論文参考訳（メタデータ） (2024-02-21T11:31:28Z)
SkipDecode: Autoregressive Skip Decoding with Batching and Caching for Efficient LLM Inference [17.947904697850433]
バッチ推論とKeyValueキャッシュのためのトークンレベルの早期終了メソッドであるSkipDecodeを提案する。

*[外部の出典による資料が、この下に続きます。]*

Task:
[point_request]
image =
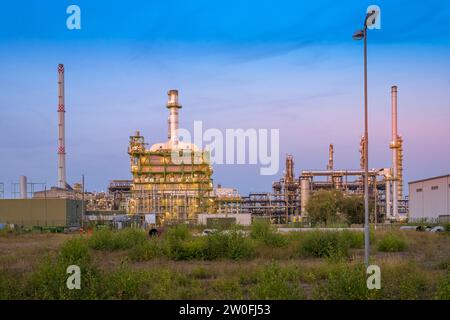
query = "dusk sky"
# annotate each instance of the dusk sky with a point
(285, 65)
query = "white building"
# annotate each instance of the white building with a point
(430, 198)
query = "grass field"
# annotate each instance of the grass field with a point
(261, 265)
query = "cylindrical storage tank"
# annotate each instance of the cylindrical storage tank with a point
(305, 190)
(23, 187)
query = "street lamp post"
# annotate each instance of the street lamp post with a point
(359, 35)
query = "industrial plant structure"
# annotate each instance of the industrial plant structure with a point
(173, 181)
(170, 179)
(289, 198)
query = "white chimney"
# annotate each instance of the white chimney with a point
(173, 106)
(61, 130)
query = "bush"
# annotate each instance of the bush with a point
(443, 292)
(405, 281)
(120, 240)
(354, 239)
(176, 233)
(146, 250)
(49, 280)
(324, 244)
(392, 242)
(232, 245)
(447, 227)
(344, 282)
(276, 283)
(264, 232)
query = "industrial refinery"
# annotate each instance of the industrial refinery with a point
(178, 191)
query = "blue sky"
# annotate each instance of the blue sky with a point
(237, 64)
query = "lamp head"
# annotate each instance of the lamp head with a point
(358, 35)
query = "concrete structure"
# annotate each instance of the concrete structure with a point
(429, 198)
(41, 212)
(243, 219)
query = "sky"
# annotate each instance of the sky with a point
(287, 65)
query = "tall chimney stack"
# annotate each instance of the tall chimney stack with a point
(61, 130)
(394, 146)
(173, 106)
(23, 187)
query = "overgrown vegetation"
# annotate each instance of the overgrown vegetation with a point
(392, 242)
(263, 231)
(108, 240)
(299, 268)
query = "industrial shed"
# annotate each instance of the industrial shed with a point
(430, 198)
(41, 212)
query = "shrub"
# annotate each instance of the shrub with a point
(324, 244)
(443, 292)
(227, 289)
(392, 242)
(49, 280)
(231, 245)
(176, 233)
(344, 282)
(239, 247)
(354, 239)
(447, 227)
(277, 283)
(405, 281)
(108, 240)
(146, 250)
(263, 231)
(74, 251)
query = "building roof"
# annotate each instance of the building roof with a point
(432, 178)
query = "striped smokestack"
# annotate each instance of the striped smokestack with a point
(61, 130)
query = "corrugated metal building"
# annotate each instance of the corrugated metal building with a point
(41, 212)
(429, 198)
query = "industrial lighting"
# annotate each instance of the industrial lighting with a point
(358, 35)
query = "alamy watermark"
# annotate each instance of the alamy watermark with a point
(73, 21)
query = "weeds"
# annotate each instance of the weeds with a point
(276, 283)
(266, 233)
(110, 241)
(325, 244)
(392, 242)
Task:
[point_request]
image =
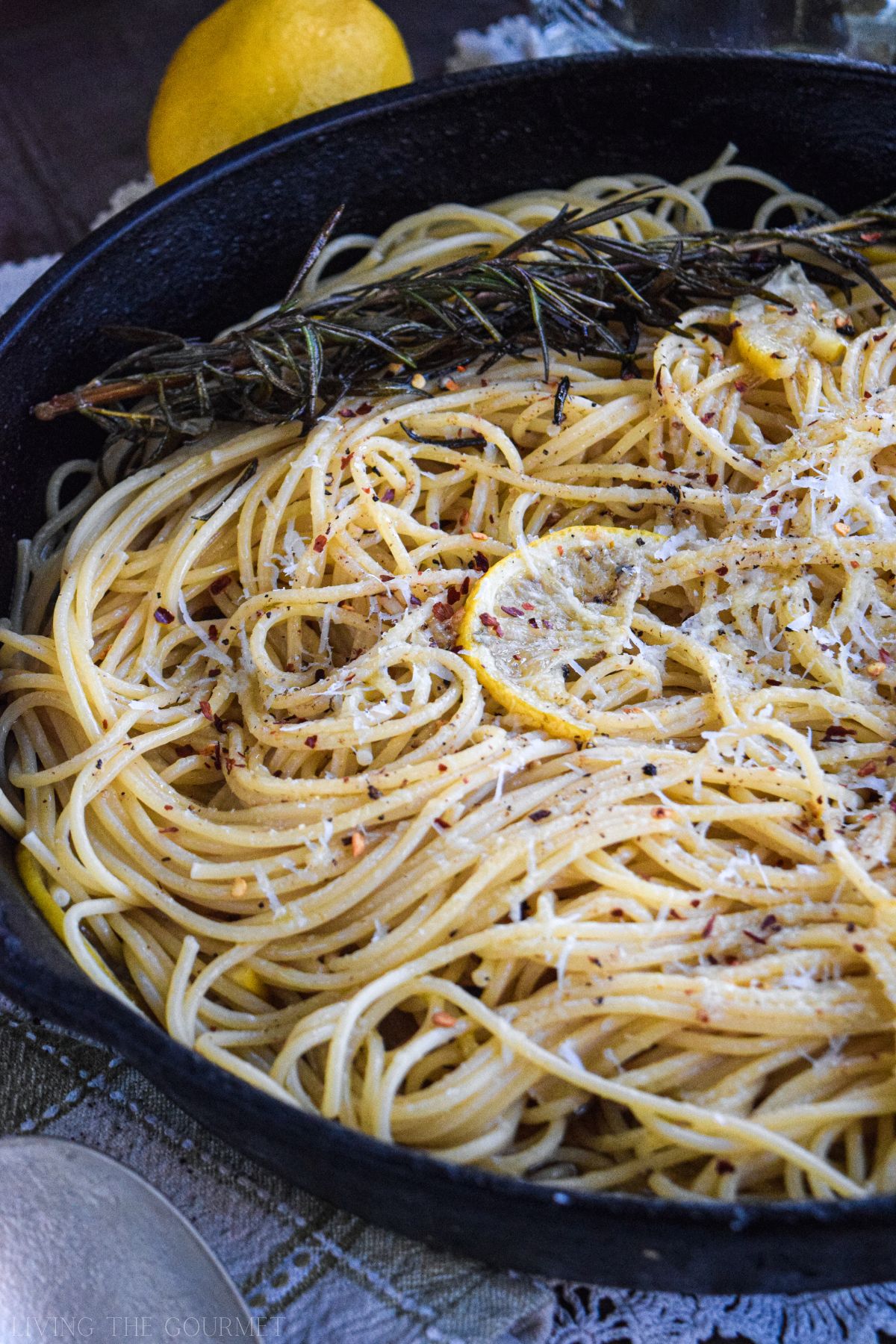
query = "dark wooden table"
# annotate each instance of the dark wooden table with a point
(77, 82)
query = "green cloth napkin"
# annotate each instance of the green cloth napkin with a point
(309, 1273)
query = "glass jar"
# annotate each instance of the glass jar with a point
(864, 28)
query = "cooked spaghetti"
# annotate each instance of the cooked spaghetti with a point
(576, 867)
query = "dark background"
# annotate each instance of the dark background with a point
(77, 82)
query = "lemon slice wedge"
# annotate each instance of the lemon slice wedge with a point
(547, 628)
(774, 339)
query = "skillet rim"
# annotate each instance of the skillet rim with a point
(40, 988)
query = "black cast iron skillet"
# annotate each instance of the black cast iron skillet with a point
(211, 248)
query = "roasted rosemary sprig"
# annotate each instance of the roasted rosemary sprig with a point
(561, 288)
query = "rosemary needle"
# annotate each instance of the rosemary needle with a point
(561, 288)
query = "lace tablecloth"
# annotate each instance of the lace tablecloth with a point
(309, 1273)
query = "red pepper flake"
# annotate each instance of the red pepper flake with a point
(488, 620)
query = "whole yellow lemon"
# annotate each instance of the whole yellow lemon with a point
(255, 63)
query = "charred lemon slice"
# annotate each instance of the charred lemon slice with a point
(773, 339)
(548, 626)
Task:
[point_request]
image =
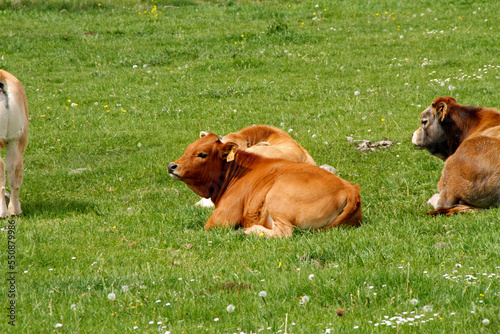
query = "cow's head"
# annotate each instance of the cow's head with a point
(202, 165)
(431, 135)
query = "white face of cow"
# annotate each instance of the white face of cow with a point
(430, 134)
(201, 165)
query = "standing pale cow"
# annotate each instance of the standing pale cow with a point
(13, 136)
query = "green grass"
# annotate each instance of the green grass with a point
(143, 86)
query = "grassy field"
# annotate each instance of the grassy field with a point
(109, 243)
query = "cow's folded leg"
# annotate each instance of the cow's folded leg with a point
(223, 218)
(279, 229)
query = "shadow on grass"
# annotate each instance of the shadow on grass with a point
(58, 208)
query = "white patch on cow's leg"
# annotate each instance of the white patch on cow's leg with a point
(259, 230)
(329, 168)
(3, 204)
(205, 203)
(15, 176)
(434, 200)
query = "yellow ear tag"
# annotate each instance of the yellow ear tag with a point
(230, 156)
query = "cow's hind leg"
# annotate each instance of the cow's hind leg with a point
(14, 159)
(3, 204)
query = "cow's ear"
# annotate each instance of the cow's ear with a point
(442, 110)
(228, 150)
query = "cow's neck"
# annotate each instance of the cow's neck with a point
(462, 122)
(231, 173)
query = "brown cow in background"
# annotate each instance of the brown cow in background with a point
(468, 139)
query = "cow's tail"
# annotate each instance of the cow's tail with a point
(459, 208)
(351, 214)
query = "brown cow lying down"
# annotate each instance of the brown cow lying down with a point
(266, 141)
(468, 139)
(262, 195)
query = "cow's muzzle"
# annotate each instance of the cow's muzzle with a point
(171, 170)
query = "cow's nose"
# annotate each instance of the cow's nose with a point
(171, 167)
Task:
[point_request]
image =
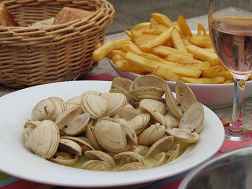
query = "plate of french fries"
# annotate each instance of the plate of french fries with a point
(173, 51)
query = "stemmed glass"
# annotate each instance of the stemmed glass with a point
(230, 25)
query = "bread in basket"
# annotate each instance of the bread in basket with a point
(32, 55)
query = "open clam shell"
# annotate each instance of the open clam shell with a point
(141, 149)
(91, 136)
(184, 135)
(131, 166)
(100, 155)
(110, 136)
(64, 158)
(70, 146)
(139, 122)
(184, 96)
(151, 106)
(84, 143)
(96, 165)
(127, 157)
(127, 112)
(174, 153)
(44, 139)
(151, 134)
(193, 118)
(171, 103)
(167, 120)
(129, 132)
(64, 119)
(77, 125)
(95, 105)
(115, 102)
(160, 158)
(162, 145)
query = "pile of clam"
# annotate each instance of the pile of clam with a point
(138, 124)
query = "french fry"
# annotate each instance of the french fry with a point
(141, 26)
(177, 41)
(203, 41)
(162, 19)
(157, 29)
(180, 58)
(105, 49)
(215, 80)
(201, 30)
(159, 40)
(165, 74)
(166, 51)
(184, 28)
(203, 54)
(140, 41)
(117, 52)
(132, 47)
(151, 63)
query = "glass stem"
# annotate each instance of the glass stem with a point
(239, 86)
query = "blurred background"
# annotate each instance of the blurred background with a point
(130, 12)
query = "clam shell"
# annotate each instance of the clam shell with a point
(91, 137)
(141, 149)
(44, 139)
(147, 81)
(129, 132)
(167, 120)
(122, 85)
(151, 134)
(96, 165)
(70, 146)
(193, 118)
(95, 105)
(151, 106)
(127, 112)
(44, 110)
(131, 166)
(111, 136)
(75, 100)
(115, 102)
(28, 128)
(83, 142)
(127, 157)
(64, 158)
(171, 103)
(77, 125)
(173, 154)
(184, 135)
(160, 158)
(139, 122)
(184, 96)
(65, 118)
(100, 155)
(162, 145)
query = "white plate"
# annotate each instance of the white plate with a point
(15, 160)
(213, 95)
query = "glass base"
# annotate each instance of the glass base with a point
(236, 136)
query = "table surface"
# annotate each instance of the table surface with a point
(104, 67)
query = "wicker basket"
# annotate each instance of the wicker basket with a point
(31, 56)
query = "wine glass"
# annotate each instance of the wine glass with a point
(230, 27)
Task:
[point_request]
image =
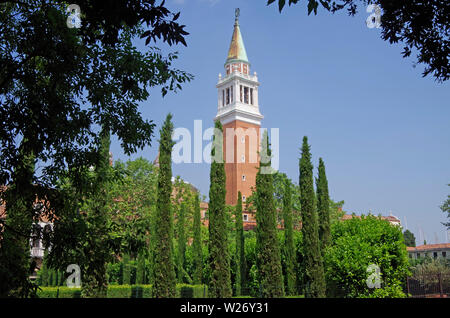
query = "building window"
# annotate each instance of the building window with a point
(246, 95)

これは、各シーケンス位置のバッチ内の各トークンに対して特異レベル出口を設定することで、以前の制約を克服する。また、イグジットポイントの単調な減少を保証するため、前のトークンに対してKVキャッシュを再コンパイルする必要がなくなる。
論文参考訳（メタデータ） (2023-07-05T19:59:09Z)
Truncation Sampling as Language Model Desmoothing [115.28983143361681]
ニューラルネットワークモデルからのテキストの長いサンプルは、品質が劣る可能性がある。トランケーションサンプリングアルゴリズムは、各ステップでいくつかの単語の確率を0に設定する。本稿では,単語をエントロピーに依存した確率閾値以下に切り詰める$eta$-samplingを導入する。
論文参考訳（メタデータ） (2022-10-27T05:52:35Z)
Best Policy Identification in Linear MDPs [70.57916977441262]
縮退した線形マルコフ+デルタ決定における最適同定問題について, 生成モデルに基づく固定信頼度設定における検討を行った。複雑な非最適化プログラムの解としての下位境界は、そのようなアルゴリズムを考案する出発点として用いられる。
論文参考訳（メタデータ） (2022-08-11T04:12:50Z)

関連論文リストは本サイト内にある論文のタイトル・アブストラクトから自動的に作成しています。

指定された論文の情報です。
本サイトの運営者は本サイト（すべての情報・翻訳含む）の品質を保証せず、本サイト（すべての情報・翻訳含む）を使用して発生したあらゆる結果について一切の責任を負いません。